In contrast to the neoclassical paradigm on technological change and market structure, Orsenigo’s contribution to the importance of innovation and the dynamics of industrial change are increasingly vital in understanding the structure and the growth of indigenous companies in Asia. In order to develop a better understanding of the growth of companies in China (Guo et al., 2019), South Korea (Giachetti & Marchi, 2017; Lee & Lim, 2001) or Japan (Lee, 1996), a focus on the determinants of technological change and market structure at the sectoral level has shown surprising results. As a number of studies have developed new insights on the firm-internal dynamics of these companies (Lee & Malerba, 2017), a few papers have been able to show in a rigorous empirical manner that the interaction between firms across different sectors has been vital to their growth (Lee, 1996).
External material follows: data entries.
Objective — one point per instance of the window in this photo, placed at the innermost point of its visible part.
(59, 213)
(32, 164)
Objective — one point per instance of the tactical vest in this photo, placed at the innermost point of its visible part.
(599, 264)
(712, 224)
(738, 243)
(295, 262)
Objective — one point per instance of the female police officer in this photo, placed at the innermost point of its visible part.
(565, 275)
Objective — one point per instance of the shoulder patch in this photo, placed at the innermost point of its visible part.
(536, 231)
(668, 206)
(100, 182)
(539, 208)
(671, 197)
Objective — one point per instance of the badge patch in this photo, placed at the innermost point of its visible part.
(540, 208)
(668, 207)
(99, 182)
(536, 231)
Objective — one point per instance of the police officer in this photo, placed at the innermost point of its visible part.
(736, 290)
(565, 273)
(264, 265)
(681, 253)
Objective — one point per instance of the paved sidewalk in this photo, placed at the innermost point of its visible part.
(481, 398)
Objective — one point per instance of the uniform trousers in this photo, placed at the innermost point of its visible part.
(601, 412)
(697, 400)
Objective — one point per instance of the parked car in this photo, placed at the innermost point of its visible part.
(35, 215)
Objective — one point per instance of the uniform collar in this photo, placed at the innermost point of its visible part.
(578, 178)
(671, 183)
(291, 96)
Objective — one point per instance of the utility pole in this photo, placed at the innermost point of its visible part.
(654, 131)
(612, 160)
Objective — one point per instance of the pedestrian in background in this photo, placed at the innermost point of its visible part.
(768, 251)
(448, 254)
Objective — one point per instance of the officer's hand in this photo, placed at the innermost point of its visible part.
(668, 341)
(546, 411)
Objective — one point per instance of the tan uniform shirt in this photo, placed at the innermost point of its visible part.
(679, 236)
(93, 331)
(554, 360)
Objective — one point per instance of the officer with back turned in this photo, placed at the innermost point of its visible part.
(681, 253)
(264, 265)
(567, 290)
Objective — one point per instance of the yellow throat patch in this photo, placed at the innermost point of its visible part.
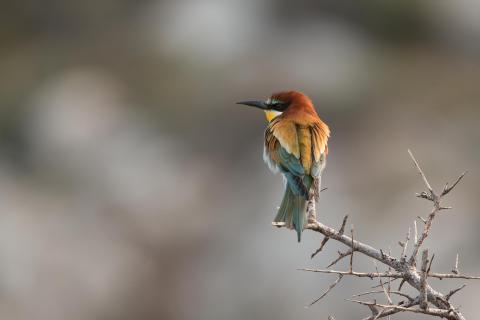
(271, 114)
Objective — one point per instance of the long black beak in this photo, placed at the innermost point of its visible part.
(257, 104)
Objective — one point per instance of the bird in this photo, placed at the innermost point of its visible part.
(296, 146)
Surely there is much more to Luigi Orsenigo’s work than his emphasis on cross-disciplinarily. He influenced with his synthesis of existing knowledge about innovation and industrial dynamics with new insights theoretical development. In studying the legacy of Luigi Orsenigo, it seems that much of what is on the research agenda today actually consists of relatively modest elaborations on the themes he has taken up there much earlier. We hope that future scholarly work will benefit from developing new answers to the currently unresolved research questions and will utilize the new insights which Luigi Orsenigo identified during his career.
Notes
- 1.
In Luigi Orsenigo’s lifelong academic research, he developed theory and methodologies with his co-authors. We use the term legacy to discuss his contribution to the academy through the joint works.
- 2.
System of innovation is oriented toward the macro level, and the Mode 2 argument is concerned almost exclusively with the conditions for the organization and production of knowledge.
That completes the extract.